Levantamento apresentado pela secretaria de meio ambiente apontou que três animais adultos com mais de dois metros vivem na área. No documento apresentado, o promotor Antônio Carlos Garcia de Oliveira afirma que o episódio com o cachorro é prenúncio de acidente ainda maior. Ele ainda critica a prefeitura por não tomar medidas para a segurança do local.

 

“A conclusão que se chega é a de que existe risco sério e próximo de que alguma “desgraça” possa acontecer entre os jacarés e algum pedestre e, por óbvio, vai recair toda culpa na administração municipal, que não adota providências necessárias como a colocação de seguranças, monitores e gente especializada para permanecer na Lagoa, como salva-vidas, nem promove a retirada dos animais pelas imposições existentes na legislação”, argumenta.

 

Em 2016 Antônio Carlos apresentou o mesmo pedido que foi negado pelo juiz da época.

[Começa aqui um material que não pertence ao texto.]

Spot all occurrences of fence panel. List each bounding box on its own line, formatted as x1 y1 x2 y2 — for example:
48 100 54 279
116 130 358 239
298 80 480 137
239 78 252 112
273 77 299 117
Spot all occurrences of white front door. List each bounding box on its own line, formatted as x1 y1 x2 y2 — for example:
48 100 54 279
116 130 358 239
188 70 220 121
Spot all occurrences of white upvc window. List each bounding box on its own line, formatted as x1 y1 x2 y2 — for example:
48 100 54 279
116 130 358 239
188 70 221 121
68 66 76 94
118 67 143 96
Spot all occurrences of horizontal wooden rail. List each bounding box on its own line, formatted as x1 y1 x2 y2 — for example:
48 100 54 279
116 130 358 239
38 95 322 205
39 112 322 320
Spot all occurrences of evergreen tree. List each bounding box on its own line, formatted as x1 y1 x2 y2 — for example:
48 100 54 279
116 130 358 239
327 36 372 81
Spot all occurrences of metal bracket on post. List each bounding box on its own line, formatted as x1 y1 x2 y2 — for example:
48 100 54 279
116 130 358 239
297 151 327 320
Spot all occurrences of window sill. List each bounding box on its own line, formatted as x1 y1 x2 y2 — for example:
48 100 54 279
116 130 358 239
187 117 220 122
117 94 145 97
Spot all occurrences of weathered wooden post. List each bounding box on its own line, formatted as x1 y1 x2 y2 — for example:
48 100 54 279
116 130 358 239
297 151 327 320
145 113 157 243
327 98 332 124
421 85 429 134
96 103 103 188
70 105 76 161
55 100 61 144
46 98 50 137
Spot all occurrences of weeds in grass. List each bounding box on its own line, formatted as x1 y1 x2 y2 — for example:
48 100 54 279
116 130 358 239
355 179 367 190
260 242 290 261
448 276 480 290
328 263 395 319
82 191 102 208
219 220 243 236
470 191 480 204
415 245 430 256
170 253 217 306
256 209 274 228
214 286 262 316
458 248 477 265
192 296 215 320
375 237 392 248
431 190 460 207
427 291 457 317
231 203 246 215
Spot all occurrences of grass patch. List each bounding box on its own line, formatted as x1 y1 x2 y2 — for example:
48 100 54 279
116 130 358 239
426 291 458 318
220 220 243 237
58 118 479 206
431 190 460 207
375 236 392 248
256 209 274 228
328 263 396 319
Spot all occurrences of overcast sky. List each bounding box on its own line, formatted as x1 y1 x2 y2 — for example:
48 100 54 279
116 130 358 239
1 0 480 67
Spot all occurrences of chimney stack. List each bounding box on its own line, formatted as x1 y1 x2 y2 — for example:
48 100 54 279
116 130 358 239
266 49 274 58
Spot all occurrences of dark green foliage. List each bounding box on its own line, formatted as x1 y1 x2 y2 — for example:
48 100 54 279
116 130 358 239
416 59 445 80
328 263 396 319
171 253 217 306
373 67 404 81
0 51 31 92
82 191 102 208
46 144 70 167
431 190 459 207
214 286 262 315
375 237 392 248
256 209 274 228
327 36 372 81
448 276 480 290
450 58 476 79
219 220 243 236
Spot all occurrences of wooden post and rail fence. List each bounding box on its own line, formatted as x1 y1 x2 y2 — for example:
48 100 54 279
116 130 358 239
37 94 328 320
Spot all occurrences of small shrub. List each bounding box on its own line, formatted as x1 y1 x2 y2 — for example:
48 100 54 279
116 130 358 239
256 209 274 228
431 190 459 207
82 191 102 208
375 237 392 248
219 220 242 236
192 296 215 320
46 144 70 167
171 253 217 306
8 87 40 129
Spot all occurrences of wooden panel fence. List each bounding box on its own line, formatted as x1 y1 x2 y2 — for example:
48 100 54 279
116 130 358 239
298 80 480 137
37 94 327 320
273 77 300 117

Desta vez, o promotor acredita que o pedido será acatado e usa além dos riscos, a proliferação dos jacarés como justificativa.  “Existe uma proliferação muito grande desses animais na Lagoa. Em 2016, retiramos da Lagoa 50 ovos de jacaré que estavam para eclodir. Nesta semana, tomamos conhecimento que foram retirados mais 60 ovos”, destaca.

 

O secretário de meio ambiente, Celso Yamaguti, disse que a prefeiturav ai aumentar a quantidade de placas de alerta na lagoa e que a decisão sobre a retirada dos animais será tomada somente após análise de técnicos da Embrapa (Empresa Brasileira de Pesquisa Agropecuária).